By such arbitrary standards, any Houstonian can launch a complaint against any other citizen, and city officials will issue a citation. By such arbitrary standards, the whim of a disgruntled neighbor or an unhappy employee can result in a violation of the law. By such arbitrary standards, virtually any activity can be declared a nuisance. This is what Bill White--who sought more power under the nuisance ordinance--has unleashed on the city.
Nuisance laws can be valid, but they must be objective. The particular conditions that constitute a nuisance must be defined. The specific methods for measuring or identifying the offending activity must be clearly stated. As an example of a proper ordinance, the city code defines the acceptable decibel level of noise, how it is to be measured, and the times of day those levels apply. Such standards and methods are nowhere to be found in the code addressing odors.
For decades the city has made no secret of its desire to regulate land-use.

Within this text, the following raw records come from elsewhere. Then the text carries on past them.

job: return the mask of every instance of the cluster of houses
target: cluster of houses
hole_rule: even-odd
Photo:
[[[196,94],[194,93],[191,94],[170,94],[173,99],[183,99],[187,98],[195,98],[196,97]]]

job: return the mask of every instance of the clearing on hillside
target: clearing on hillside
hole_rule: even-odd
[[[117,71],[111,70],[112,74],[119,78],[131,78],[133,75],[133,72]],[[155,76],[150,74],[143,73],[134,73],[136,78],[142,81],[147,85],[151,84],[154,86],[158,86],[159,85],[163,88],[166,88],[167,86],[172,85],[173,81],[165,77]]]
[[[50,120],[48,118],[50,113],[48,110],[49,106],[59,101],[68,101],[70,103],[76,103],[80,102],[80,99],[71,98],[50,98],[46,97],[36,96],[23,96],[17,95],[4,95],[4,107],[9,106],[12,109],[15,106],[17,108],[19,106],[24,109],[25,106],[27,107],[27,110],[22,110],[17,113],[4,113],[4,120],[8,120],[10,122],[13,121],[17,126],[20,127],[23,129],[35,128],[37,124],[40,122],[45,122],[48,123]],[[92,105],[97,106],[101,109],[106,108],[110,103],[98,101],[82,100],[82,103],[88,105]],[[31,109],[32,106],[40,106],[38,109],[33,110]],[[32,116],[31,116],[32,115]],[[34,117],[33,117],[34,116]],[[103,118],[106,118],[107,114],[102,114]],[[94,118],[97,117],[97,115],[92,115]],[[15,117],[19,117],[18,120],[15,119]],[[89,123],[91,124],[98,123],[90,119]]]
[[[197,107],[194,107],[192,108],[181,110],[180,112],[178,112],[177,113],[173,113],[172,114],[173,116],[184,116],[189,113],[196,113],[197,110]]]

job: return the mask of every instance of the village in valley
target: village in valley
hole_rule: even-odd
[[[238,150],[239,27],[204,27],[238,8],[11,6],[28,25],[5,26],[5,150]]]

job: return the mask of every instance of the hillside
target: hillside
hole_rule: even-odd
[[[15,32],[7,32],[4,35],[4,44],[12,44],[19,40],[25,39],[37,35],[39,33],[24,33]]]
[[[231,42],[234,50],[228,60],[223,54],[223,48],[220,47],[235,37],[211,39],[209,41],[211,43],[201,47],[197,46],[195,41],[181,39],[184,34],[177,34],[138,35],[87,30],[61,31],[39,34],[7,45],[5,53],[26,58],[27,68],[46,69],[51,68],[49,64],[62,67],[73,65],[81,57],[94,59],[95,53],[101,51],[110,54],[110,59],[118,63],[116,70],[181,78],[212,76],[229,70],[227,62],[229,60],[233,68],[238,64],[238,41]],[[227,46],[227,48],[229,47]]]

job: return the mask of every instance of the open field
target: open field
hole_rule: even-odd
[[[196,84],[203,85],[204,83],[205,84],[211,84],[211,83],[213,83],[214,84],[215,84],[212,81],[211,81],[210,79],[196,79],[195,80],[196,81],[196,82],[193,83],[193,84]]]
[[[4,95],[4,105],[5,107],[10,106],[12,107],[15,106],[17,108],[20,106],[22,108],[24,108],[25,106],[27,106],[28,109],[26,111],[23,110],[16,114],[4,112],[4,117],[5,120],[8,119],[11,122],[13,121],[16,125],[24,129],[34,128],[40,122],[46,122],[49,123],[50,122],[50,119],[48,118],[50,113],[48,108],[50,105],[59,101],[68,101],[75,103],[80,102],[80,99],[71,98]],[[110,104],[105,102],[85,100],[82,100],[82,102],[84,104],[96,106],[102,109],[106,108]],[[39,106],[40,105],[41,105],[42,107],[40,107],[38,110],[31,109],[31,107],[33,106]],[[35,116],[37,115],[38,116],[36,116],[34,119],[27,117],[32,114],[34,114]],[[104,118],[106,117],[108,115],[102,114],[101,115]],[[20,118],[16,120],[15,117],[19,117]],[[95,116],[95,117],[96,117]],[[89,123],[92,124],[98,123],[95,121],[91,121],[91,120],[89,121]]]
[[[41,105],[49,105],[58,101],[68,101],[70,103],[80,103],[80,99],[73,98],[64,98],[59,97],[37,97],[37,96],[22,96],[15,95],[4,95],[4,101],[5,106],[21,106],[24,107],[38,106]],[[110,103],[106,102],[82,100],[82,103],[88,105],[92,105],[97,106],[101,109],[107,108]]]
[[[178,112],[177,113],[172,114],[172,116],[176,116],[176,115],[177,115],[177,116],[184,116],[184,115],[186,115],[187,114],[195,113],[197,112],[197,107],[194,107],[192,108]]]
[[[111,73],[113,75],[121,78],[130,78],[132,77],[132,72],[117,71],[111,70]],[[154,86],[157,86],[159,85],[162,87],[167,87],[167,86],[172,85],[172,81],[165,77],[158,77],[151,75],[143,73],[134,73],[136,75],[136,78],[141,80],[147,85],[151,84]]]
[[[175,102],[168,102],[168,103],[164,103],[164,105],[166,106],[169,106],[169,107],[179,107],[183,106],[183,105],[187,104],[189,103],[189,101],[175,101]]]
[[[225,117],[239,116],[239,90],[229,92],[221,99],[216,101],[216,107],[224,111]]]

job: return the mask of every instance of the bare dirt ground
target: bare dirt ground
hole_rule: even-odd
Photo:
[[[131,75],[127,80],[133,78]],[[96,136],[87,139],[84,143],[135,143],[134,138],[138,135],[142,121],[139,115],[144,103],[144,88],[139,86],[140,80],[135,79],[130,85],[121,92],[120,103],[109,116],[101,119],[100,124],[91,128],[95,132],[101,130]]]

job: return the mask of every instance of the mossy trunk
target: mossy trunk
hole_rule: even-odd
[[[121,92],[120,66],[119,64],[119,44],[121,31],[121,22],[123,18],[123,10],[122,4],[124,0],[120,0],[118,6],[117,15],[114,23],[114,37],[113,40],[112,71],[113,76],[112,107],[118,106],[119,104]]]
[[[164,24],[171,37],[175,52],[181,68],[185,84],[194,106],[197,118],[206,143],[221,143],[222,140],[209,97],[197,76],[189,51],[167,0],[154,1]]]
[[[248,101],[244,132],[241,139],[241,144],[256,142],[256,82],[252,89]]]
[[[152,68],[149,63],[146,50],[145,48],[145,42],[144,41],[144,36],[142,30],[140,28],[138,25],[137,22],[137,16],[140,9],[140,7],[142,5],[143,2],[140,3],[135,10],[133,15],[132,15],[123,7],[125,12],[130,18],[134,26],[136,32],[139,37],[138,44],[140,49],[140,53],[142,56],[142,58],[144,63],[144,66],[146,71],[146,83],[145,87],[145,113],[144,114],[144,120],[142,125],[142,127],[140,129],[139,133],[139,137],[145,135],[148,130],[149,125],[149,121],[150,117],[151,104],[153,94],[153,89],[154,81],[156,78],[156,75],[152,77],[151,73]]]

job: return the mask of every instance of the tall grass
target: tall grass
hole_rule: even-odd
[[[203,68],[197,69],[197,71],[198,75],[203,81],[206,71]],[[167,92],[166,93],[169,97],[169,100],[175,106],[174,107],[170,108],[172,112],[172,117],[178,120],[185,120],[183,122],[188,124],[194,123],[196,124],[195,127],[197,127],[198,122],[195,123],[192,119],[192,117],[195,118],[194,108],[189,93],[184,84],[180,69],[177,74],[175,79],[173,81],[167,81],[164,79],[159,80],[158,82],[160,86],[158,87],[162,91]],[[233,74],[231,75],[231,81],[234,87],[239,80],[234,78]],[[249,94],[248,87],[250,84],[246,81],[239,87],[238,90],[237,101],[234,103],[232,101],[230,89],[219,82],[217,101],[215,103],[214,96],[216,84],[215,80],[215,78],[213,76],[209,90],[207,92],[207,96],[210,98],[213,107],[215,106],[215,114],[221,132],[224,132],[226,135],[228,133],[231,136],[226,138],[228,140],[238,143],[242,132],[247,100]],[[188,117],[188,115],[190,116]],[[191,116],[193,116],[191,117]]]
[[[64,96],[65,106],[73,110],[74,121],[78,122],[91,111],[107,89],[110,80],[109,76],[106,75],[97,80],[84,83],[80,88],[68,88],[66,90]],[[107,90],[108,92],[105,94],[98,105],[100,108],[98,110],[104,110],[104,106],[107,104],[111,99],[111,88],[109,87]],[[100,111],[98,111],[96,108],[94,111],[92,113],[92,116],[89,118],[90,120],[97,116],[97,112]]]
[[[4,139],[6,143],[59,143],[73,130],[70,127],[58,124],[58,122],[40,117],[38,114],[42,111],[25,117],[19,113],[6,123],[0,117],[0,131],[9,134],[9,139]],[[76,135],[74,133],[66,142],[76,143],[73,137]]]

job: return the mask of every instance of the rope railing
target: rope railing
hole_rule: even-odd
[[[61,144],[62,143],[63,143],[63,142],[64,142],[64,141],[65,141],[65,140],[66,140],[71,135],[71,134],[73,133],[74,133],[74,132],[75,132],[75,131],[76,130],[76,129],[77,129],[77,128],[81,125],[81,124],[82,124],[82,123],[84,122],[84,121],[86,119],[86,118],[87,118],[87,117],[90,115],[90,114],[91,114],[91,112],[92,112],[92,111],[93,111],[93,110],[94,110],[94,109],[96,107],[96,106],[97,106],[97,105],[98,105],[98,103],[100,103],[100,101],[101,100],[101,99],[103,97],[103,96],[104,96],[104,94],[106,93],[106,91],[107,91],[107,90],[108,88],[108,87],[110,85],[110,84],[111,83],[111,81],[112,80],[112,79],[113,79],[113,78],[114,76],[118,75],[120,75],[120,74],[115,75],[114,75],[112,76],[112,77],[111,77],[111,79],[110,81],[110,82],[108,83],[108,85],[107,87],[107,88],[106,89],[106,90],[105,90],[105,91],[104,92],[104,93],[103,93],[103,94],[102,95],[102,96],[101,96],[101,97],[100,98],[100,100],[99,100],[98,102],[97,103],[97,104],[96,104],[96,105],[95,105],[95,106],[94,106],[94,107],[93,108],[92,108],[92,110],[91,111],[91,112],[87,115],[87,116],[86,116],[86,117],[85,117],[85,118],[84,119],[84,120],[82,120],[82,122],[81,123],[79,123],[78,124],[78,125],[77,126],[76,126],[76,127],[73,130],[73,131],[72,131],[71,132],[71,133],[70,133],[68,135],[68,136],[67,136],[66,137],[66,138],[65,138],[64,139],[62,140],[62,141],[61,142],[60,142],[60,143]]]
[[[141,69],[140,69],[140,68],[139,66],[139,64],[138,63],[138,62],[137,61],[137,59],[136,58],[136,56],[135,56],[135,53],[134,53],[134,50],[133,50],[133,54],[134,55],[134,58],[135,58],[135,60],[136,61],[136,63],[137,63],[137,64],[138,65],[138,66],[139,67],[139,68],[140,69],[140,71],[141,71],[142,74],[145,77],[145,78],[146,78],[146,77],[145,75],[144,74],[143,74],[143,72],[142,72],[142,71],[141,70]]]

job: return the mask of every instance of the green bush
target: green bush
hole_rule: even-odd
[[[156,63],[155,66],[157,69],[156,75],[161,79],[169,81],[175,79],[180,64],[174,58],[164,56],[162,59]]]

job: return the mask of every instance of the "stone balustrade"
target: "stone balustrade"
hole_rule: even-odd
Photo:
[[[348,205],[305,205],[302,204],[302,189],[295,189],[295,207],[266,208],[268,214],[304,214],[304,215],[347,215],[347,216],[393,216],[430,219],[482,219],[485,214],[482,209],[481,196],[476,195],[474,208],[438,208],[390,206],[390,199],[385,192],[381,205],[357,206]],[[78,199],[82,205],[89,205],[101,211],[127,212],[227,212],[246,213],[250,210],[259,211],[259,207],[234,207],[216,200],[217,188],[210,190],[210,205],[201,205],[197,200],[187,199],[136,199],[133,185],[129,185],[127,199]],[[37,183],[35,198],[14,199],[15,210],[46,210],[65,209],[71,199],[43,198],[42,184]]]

While voters have rejected zoning three times, city officials have continued to seek other means to control land-use in the city, including restrictions on sexually-oriented businesses, the sign ordinance, the landscaping ordinance, controls on smoking, and now the nuisance ordinance.
The only legitimate purpose of government is the protection of individual rights, including property rights. Government dictates regarding how property owners may use their land is a violation of their rights; doing so by using undefined standards is wielding arbitrary power.
The United States Constitution limits the powers of government. The nuisance ordinance does the exact opposite--it grants to city officials virtually unlimited powers to control the activities of individuals. If someone complains that your property use is a nuisance, city officials regard that complaint alone as sufficient evidence. If they receive "too many" complaints--and they will arbitrarily decide how many is “too many”--they may seek to close your business.
If you think that this is hyperbole, ask the owners of the El Rondo Motor Lodge, The Penthouse Club, or CES Environmental Services. Each of these businesses--as well as many others--were targeted by the White administration and subjected to ongoing harassment with the express purpose of shutting them down. Harassment of businesses will not likely cease merely because White is now trying to spread his tactics throughout the state--his henchmen remain at the helm of many city departments.
Today the city is aiming its guns at "outcast" businesses--hot sheet" hotels, sexually--oriented businesses, and industrial waste processors. Tomorrow it could be your neighborhood pub, or the convenience store down the street, or any number of businesses. Today the city is targeting unpopular businesses; tomorrow it could be you.
Any Houstonian who values his freedom should demand that city officials disclose their methods and procedures for enforcing the nuisance ordinance. Anything less leaves us all under a constant threat.